Other heterocyclic precursors may be prepared by analogous reactions. For example, a substituted 5-vinyl imidazole is reacted with various dienophiles, such as those described above, to afford a cycloaddition intermediate which can be further modified by reactions well known to those skilled in the art to give benzimidazole precursors. Likewise, for example, a substituted 5-vinyl 1,2,3-triazole or 4-vinyl thiazole can be reacted with various dienophiles as above to also afford cycloaddition intermediates leading to embodiments of the invention. The benzimidazole-type compounds of the present invention can also be prepared according to the method shown in Figure 7, in which preformed benzimidozoles serve as starting materials.

Furthermore, as shown in Figure 8, an optionally substituted 2-vinyl benzofuran or 2-vinyl benzothiophene can be reacted with various dienophiles, such as those listed previously, to afford a cycloaddition intermediate. Modification of the cycloaddition intermediate can lead to imides, lactams, and related compounds.

The compounds of the present invention are PARP inhibitors. The potency of the inhibitor can be tested by measuring PARP activity in vitro or in vivo. A preferred assay monitors transfer of radiolabeled ADP-ribose units from [³²P]NAD⁺ to a protein acceptor such as histone or PARP itself. Routine assays for PARP are disclosed in Purnell and Whish, Biochem. J. 1980, 185, 775.

The compounds of the present invention are also VEGFR2 or MLK3 inhibitors. The potency of the inhibitor can be tested by measuring VEGFR2 or MLK3 activity in vitro or in vivo. A preferred assay for VEGFR2 kinase activity involves the phosphorylation of a protein substrate immobilized on a microtiter plate. The resulting phosphotyrosine residue is detected with an anti-phosphotyrosine antibody conjugated to a europium chelate, allowing quantitation of the product by time-resolved fluorometry. Similar assay method have been employed for the detection of the tyrosine kinase c-src, as described in Braunwalder et al. Anal. Biochem. 1996, 238, 159. A preferred assay method for MLK3 utilizes phosphorylation of a protein substrate, such as myelin basic protein, with [γ-³²P]ATP, followed by isolation of the acid-insoluble ³²P-phosphoprotein product on a filtration plate. Analogous methods were employed for the assay of protein kinase C, as reported in Pitt and Lee, J. Biomol. Screening 1996, 1, 47.

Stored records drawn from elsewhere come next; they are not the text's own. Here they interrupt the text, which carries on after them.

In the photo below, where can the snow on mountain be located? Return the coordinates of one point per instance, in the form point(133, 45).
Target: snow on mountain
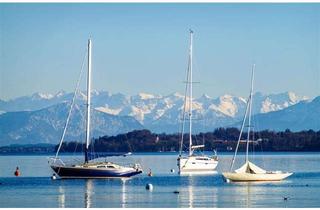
point(162, 113)
point(46, 125)
point(303, 115)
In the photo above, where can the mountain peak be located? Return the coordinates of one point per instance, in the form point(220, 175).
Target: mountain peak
point(145, 96)
point(37, 96)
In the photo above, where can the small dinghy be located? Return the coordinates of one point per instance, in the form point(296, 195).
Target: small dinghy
point(249, 172)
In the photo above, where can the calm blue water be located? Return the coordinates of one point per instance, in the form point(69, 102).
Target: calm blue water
point(35, 188)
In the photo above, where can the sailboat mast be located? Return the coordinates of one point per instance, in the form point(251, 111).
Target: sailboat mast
point(88, 103)
point(190, 96)
point(250, 111)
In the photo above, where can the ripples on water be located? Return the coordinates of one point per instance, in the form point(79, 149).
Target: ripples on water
point(35, 188)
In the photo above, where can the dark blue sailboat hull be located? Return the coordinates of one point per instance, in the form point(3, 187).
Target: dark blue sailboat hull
point(77, 172)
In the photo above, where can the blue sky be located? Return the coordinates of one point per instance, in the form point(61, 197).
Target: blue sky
point(143, 47)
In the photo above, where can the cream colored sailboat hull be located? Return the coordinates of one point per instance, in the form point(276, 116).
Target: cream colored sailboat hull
point(248, 177)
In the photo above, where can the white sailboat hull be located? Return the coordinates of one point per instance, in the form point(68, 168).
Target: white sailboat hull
point(197, 164)
point(248, 177)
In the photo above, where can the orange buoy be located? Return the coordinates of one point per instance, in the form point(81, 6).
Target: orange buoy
point(17, 172)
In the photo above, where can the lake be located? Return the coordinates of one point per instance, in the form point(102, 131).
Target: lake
point(35, 188)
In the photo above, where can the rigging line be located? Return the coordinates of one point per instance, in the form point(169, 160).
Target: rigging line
point(241, 131)
point(250, 110)
point(184, 107)
point(72, 104)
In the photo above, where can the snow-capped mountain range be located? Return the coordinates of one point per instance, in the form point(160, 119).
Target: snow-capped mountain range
point(39, 118)
point(153, 110)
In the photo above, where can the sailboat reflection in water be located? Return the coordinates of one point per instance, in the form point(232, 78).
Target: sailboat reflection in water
point(89, 168)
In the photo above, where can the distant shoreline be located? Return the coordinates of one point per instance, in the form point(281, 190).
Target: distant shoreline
point(144, 141)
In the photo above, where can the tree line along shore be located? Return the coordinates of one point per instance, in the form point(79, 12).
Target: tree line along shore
point(221, 139)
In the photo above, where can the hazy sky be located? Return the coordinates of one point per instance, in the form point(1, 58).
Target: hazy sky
point(143, 47)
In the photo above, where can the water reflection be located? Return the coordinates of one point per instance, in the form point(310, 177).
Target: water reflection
point(61, 197)
point(123, 193)
point(88, 193)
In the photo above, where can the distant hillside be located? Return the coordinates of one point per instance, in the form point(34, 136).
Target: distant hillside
point(46, 125)
point(302, 116)
point(162, 113)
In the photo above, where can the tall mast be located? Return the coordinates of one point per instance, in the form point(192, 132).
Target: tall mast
point(190, 95)
point(88, 103)
point(250, 110)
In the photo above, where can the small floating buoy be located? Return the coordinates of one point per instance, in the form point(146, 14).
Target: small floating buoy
point(17, 172)
point(149, 187)
point(53, 177)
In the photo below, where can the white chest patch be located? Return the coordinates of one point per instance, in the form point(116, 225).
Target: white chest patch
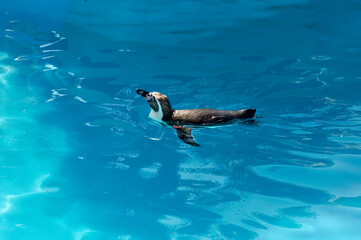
point(157, 115)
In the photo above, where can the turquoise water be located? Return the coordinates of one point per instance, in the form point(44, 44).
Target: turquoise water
point(81, 160)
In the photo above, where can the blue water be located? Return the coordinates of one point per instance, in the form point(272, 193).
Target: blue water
point(79, 158)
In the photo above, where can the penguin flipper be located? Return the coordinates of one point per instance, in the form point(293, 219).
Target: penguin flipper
point(185, 134)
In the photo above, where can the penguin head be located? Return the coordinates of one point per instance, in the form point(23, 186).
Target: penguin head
point(159, 103)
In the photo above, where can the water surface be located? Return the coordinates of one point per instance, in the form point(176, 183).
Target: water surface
point(81, 160)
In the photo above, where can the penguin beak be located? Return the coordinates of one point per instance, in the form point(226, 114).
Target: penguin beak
point(148, 96)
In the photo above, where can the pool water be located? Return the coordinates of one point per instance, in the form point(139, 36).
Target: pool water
point(80, 159)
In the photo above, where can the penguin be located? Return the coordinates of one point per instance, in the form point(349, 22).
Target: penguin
point(184, 120)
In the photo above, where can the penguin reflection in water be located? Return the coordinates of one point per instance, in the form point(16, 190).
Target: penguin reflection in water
point(184, 120)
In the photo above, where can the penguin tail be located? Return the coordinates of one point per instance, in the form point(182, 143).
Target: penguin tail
point(246, 113)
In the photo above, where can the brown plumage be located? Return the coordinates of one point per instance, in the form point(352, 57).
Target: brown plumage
point(163, 110)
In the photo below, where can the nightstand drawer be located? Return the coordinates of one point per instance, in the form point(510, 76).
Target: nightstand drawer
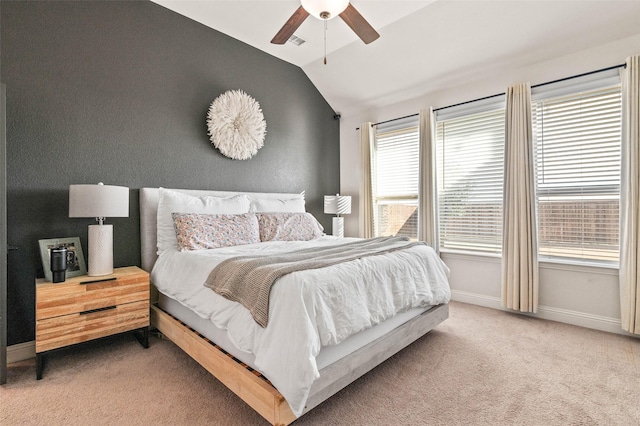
point(56, 332)
point(80, 294)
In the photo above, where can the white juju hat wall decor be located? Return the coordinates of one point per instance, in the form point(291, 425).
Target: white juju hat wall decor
point(236, 125)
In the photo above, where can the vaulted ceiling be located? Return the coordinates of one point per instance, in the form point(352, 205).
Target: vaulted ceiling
point(423, 46)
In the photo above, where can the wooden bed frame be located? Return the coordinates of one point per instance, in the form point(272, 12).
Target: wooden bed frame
point(250, 385)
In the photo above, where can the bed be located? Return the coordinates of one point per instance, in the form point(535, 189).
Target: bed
point(309, 350)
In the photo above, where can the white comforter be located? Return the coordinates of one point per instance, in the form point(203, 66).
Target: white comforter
point(308, 309)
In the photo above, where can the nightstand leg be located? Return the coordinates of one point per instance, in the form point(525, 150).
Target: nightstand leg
point(39, 365)
point(143, 337)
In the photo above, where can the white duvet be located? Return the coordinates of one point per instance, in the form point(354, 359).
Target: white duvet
point(308, 309)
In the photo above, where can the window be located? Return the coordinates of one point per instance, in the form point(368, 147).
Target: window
point(577, 152)
point(470, 156)
point(395, 178)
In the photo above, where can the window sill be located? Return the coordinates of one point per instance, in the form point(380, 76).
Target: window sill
point(564, 265)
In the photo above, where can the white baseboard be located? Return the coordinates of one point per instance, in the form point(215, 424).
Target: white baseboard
point(582, 319)
point(21, 351)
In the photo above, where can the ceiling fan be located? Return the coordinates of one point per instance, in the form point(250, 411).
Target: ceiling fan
point(325, 10)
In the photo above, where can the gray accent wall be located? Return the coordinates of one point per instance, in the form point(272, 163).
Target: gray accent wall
point(118, 92)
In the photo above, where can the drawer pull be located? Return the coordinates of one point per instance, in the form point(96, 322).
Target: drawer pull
point(99, 280)
point(92, 311)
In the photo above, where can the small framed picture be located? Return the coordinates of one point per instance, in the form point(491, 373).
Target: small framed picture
point(75, 258)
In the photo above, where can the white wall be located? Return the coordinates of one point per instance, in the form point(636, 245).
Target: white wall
point(580, 295)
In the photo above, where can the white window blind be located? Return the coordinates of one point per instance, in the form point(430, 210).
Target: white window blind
point(470, 157)
point(395, 178)
point(577, 152)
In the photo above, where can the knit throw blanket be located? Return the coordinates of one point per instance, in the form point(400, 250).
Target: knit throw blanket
point(248, 279)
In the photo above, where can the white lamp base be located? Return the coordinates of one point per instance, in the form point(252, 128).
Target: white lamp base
point(338, 227)
point(100, 250)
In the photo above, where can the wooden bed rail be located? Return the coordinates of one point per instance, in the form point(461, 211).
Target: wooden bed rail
point(248, 384)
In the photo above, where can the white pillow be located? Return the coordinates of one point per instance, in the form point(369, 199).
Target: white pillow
point(277, 205)
point(176, 202)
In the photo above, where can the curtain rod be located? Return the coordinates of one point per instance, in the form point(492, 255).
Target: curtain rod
point(502, 94)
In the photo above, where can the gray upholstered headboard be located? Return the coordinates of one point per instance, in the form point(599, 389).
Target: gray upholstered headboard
point(149, 198)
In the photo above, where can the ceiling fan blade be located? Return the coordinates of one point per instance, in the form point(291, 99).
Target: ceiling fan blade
point(359, 25)
point(290, 26)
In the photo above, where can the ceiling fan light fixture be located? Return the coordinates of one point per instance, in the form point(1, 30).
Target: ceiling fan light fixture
point(325, 9)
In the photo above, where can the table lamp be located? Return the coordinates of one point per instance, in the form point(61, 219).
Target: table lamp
point(99, 201)
point(337, 204)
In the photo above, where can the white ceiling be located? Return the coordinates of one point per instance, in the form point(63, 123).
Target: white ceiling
point(424, 45)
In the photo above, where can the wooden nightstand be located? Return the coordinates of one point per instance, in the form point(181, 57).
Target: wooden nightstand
point(85, 308)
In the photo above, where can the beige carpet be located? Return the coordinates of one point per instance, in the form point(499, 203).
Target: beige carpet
point(480, 367)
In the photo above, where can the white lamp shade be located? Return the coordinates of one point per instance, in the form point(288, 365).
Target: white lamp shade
point(317, 7)
point(98, 201)
point(337, 204)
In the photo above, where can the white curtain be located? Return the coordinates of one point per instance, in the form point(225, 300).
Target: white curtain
point(427, 189)
point(629, 198)
point(366, 191)
point(519, 239)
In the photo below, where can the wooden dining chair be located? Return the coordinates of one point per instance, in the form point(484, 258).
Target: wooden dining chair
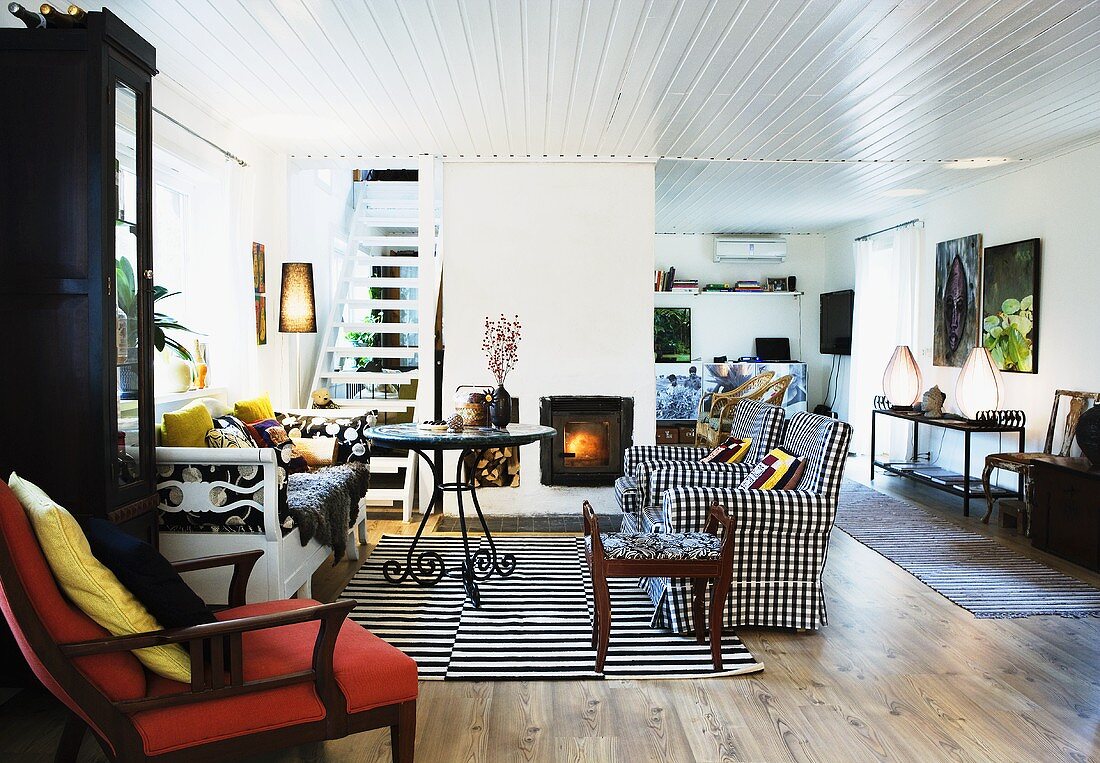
point(704, 557)
point(1020, 463)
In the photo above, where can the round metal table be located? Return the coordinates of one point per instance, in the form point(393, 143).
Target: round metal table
point(427, 567)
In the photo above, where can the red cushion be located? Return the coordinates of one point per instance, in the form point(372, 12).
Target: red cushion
point(119, 676)
point(370, 672)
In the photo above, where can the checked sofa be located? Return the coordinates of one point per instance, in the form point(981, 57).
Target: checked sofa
point(650, 470)
point(781, 537)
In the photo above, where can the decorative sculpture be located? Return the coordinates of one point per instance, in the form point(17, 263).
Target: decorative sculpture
point(932, 402)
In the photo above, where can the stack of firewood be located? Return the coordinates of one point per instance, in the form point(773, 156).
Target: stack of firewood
point(495, 467)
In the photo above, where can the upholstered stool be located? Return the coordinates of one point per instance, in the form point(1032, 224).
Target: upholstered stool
point(701, 556)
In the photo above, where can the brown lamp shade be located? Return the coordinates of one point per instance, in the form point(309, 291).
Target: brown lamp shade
point(297, 310)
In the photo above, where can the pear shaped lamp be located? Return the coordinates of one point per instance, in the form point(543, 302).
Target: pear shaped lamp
point(979, 386)
point(901, 383)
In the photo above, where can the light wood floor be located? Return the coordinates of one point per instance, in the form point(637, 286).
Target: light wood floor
point(901, 674)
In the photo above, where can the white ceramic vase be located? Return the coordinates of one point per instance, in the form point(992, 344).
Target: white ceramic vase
point(171, 373)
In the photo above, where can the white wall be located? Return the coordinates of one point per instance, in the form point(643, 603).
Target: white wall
point(321, 199)
point(1055, 201)
point(569, 247)
point(256, 200)
point(727, 324)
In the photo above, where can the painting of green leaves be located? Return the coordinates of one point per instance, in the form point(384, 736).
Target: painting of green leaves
point(672, 334)
point(1010, 306)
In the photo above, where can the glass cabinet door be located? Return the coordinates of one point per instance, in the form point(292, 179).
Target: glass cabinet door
point(131, 284)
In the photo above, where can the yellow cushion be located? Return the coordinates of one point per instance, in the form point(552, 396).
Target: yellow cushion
point(778, 471)
point(187, 427)
point(89, 585)
point(256, 409)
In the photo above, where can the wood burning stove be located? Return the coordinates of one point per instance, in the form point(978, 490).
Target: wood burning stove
point(593, 432)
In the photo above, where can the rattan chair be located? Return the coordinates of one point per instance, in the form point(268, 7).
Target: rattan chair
point(714, 424)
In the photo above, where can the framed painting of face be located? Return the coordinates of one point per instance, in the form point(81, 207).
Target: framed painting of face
point(957, 327)
point(1010, 306)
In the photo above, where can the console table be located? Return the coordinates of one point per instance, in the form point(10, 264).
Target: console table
point(956, 484)
point(428, 568)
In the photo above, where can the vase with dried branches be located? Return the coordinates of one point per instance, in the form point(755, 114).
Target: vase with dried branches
point(501, 346)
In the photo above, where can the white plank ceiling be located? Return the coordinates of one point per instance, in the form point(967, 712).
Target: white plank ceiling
point(782, 114)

Methods for the inhibition of PARP, . VEGFR2, and MLK3 enzyme activities are also contemplated by the present invention. Enzyme activity can be reduced or inhibited by contacting the enzyme with at least one compound described herein. The contacting can occur either in vitro, in vivo, or ex vivo. Contacting can also be promoted by use of contacting media which enhances the rate of mixing of enzyme and inhibitor. Preferred media include waster, water-based solutions, buffered solutions, water-miscible solvents, enzyme-solubilizing solutions, and any combination thereof. Contacting cells containing the enzyme in vivo, preferably employs the inhibitor to be delivered in proximity to the enzyme associated with the cell in a biologically compatible medium. Preferred biologically compatible media include water, water-based solutions, saline, biological fluids and secretions, and any other non-toxic material that may effectively deliver inhibitor to the vicinity of the enzyme in a biological system.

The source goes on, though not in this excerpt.